そこには血統のヒントがまぶされていたり、強さや華麗さやユニークさといった願いが込められていたりする。そしてその馬名を通して、周囲はその馬の情報とオーナーの願望、ときにはオーナーのキャラクターをも享受していく。

たとえば、

共同通信杯に登録の、
マイネルマエストロ(父ブライアンズタイム、母ウエスタンシャープ、母父サンデーサイレンス)
マイネルの世代No.1募集価格の馬。

マイネル(冠)+マエストロ(指揮者)

世代最高価格の風格が感じられる馬名。
ここ2戦先頭に立つ競馬をしてるのも指揮者というネーミングを意識してのことか?
(単なる偶然でしょう。けど、マイネルの馬は逃げ・先行で頭角を現す馬が多いから、偶然でも確率の高い偶然とは言える?)

ではマンボネフューはどうか?

実はこっちのほうが気になってしょうがない。新聞等でもチラホラ書かれてるから、マンボネヒューの馬名由来が「キングマンボの甥(ネヒュー)」ということはすっかりお馴染みかもしれない。

だからすごい! だから世界的名血!
となるわけだけど、
だから凄いのは
父バゴ、母セカンドハピネス、母父ストームキャットという血統から、
キングマンボの甥と名付けたセンスではないか?
(キングマンボはセカンドハピネスの母ミエスクの子供。つまり母の異父・兄がキングマンボ)

おそらく馬名がマンボネフューだから、
キングマンボの甥! 良血! なんだか凄そう! と食いつきやすいのではないか? 
これがバゴズサン(バゴの息子)やバゴボーイやバゴチャンとかだったら、ちょっといじりにくい気がする。たとえキングマンボの甥であってもだ。

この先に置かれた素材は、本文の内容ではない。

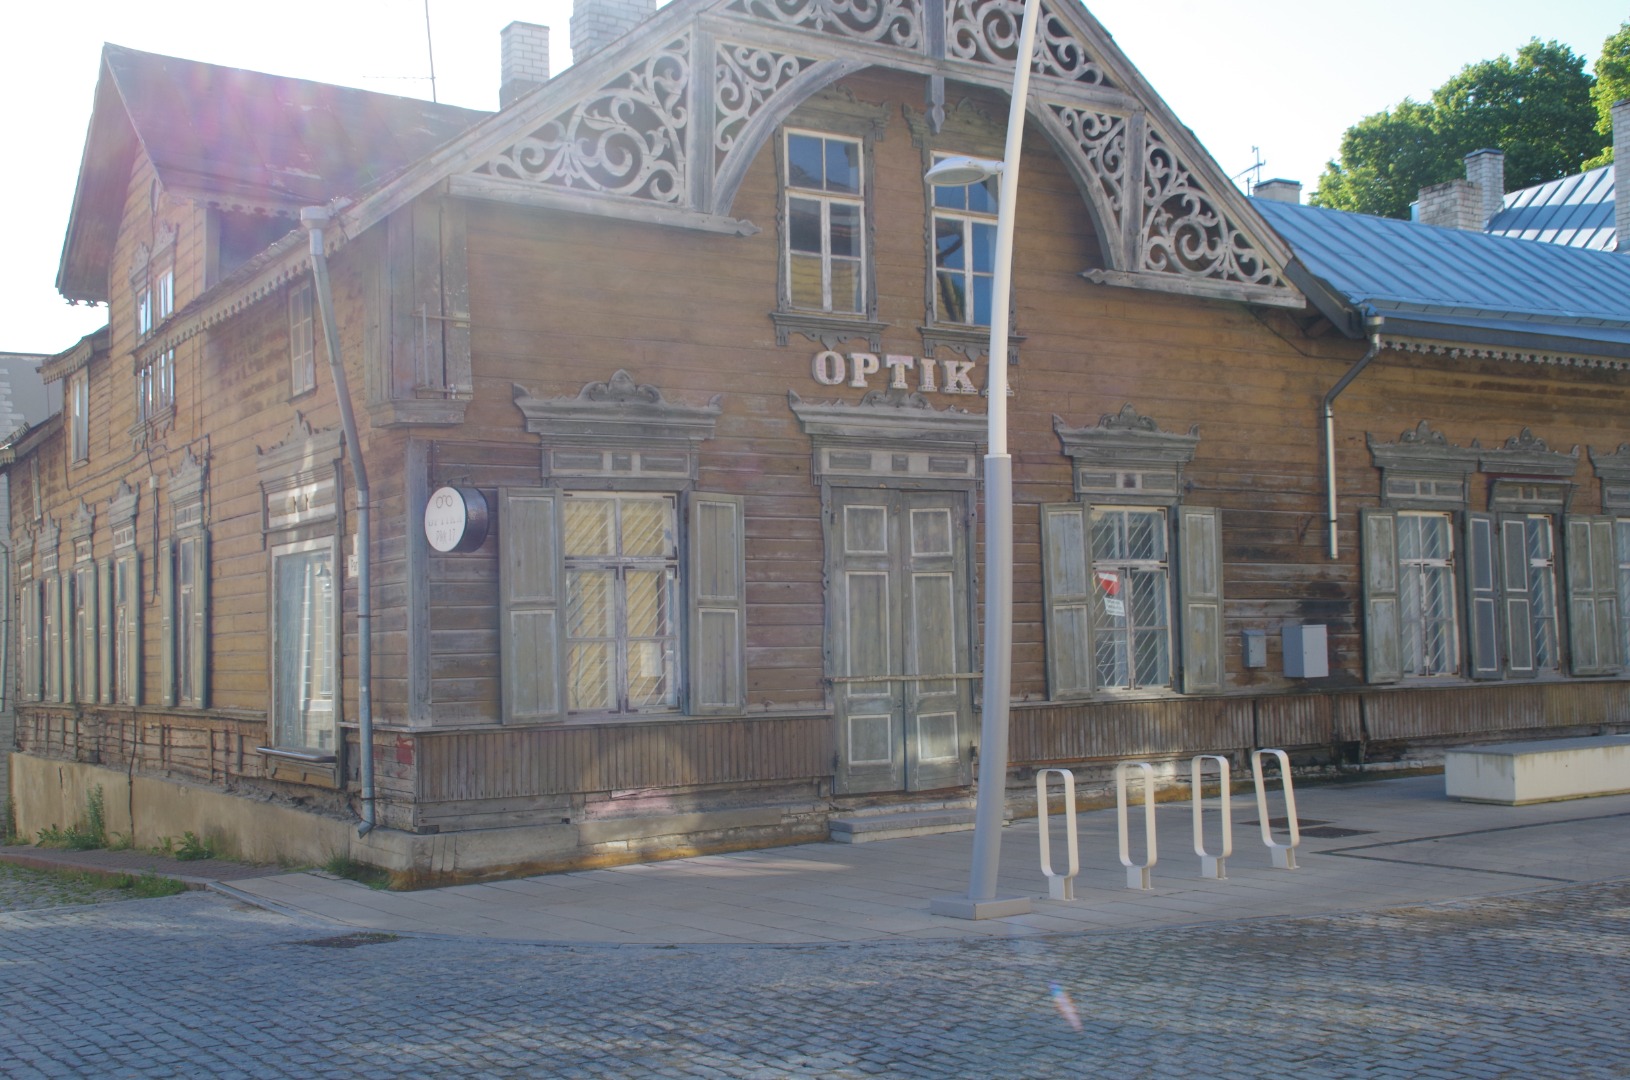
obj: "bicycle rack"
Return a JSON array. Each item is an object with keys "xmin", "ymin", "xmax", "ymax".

同時に厩舎スタッフのやる気をうながす効能もありそう。
社台系白老F生産とはいえ、
天下の金子オーナーの馬とはいえ、
「父バゴです」とだけ言われるより、「キングマンボの甥です」と言われたほうがテンションは上がりそう。
しかもそれを馬名にされたら、日々キングマンボを感じるわけで、やる気の持続力も増しそう。

(金子オーナーは父アグネスタキオンの1歳上の兄も所有していて、その馬にはキングマンボを連想させる馬名を付けずタフディシジョンと名付けた。タキオン産だし、馬名でテンションを上げる必要もなかったか? タフディシジョン=難しい決断という馬名もなかなかになかなかだけど…。成績は現状0-0-1-3)

(とはいえ、ここがバゴの少し不遇的なところか。現役成績はキングマンボ13戦5勝に対して、バゴは16戦8勝。GIはキングマンボ3勝に対して、バゴは5勝で凱旋門賞勝ちもある。わかりやすさで言えば凱旋門を勝ってるだけに圧倒的にバゴに分があるはず。しかし日本ではおそらくキングマンボの方がイメージはいい。あくまでも種牡馬としてのイメージだけど、ぜんぜん違う)

そしてそれを堂々と名乗る。
キングマンボの甥ですと堂々と名乗らせる。
おそらく世界的良血の甥っ子は探せばけっこういると思う。
けれど、馬名にヒントがないとなかなか探せない。
そのものズバリの甥っ子(ネフュー系)の馬名ってそんなに記憶がない。

そういう意味でもマンボネフューはわかりやすい。忘れにくい。父バゴを忘れてもキングマンボの甥っ子であることはもはや忘れない。

甥っ子ですよ、甥っ子。

今年は甥っ子が活躍する年なのか?
と、
マンボネフューと読売巨人軍のドラフト1位菅野投手を並べて思う。

菅野投手は読売巨人軍・原辰徳監督の甥っ子。
つまりタツノリネフュー。

マンボネフューとタツノリネフュー。

どちらが活躍するかな?
どちらも活躍するかな?

(プロ野球といえば8日・金曜日発売の競馬王の巻頭に中日ドラゴンズの200勝投手・山本昌さんが登場してます。このインタビューの何が凄いって、山本昌さんから出てくる馬名がすごい!
シルバイオー・サイキョウクラウド・サカンヤオクサン…この馬名にピンと来た方は相当な競馬通! っていうかある意味で相当な変態系競馬通でしょう。この号の表紙のキャッチに「球界一競馬に誠実な男」とありますが、それがインタビューで実感できます。もちろん山本流馬券作戦も紹介されてます。)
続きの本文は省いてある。